We have spent a lot of time over these past two-plus years reacting to simple words inexpertly jumbled.
Used in place of profundity – or when profundity escapes the speaker – simple words can also reveal a simple mind.
The decline of meaningful public expression is a loss I have felt increasingly, mostly after I hear someone capable of speaking well.
It is true that a smooth-talking person can distract from the implications of his or her message, but the contrast between fashioning an inspiring thought and blurting out hackneyed adjectives like “great” or “unfair” is striking.
It was apparent when I heard a candidate for public office recently who referred to “fecklessness” as characterizing a policy. My first thought was that his monosyllabic opponent likely thought the word meant going without sex.

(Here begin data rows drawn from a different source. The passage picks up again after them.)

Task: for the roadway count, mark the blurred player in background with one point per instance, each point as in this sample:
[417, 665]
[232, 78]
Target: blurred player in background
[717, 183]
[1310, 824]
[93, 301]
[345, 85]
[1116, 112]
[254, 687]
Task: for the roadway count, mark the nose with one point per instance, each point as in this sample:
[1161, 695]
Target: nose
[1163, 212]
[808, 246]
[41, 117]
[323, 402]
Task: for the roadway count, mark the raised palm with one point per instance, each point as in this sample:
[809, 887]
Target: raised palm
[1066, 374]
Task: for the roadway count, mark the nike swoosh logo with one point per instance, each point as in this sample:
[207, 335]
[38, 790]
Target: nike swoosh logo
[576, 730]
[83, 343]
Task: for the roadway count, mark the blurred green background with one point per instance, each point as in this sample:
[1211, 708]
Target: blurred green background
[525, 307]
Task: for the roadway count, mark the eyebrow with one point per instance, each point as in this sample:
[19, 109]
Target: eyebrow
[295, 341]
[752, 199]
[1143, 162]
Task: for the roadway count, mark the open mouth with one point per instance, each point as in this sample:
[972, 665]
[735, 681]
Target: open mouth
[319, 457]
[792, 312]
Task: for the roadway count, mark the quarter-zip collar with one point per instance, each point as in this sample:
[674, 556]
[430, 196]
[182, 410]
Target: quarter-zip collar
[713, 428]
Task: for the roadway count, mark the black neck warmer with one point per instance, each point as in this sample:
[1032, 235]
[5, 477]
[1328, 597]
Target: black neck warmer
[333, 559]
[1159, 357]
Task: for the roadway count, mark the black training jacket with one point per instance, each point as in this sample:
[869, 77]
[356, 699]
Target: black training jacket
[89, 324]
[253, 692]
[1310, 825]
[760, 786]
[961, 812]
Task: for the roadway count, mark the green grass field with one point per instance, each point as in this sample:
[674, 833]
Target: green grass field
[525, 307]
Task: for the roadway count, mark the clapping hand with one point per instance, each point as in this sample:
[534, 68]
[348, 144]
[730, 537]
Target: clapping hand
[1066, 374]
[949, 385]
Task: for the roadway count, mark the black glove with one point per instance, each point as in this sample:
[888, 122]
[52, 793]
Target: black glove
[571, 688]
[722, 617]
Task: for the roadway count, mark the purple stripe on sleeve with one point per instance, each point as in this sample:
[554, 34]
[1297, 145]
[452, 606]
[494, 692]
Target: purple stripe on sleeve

My second thought was how refreshing it was to hear the kind of expression that William Safire used to champion.
I think the more urgent the thought, the more admirable the brevity. The plaintive plea for Miriam’s healing required no elaboration. The instruction offered by Atticus (or by “K”) was about respecting the person, suspecting the crowd.
But when nuance is essential, maybe it is not such a good idea to offer simple (read: simplistic) estimations of complicated notions.
We shouldn’t forget that, in contrast to this powerful and brief prayer, is the Book of Deuteronomy, almost entirely Moses’ monologue that goes on for most of 34 chapters containing 959 verses. I dare you to sum it up with more conciseness or power than these five words.
Jack Moline is President of Interfaith Alliance and a Conservative rabbi.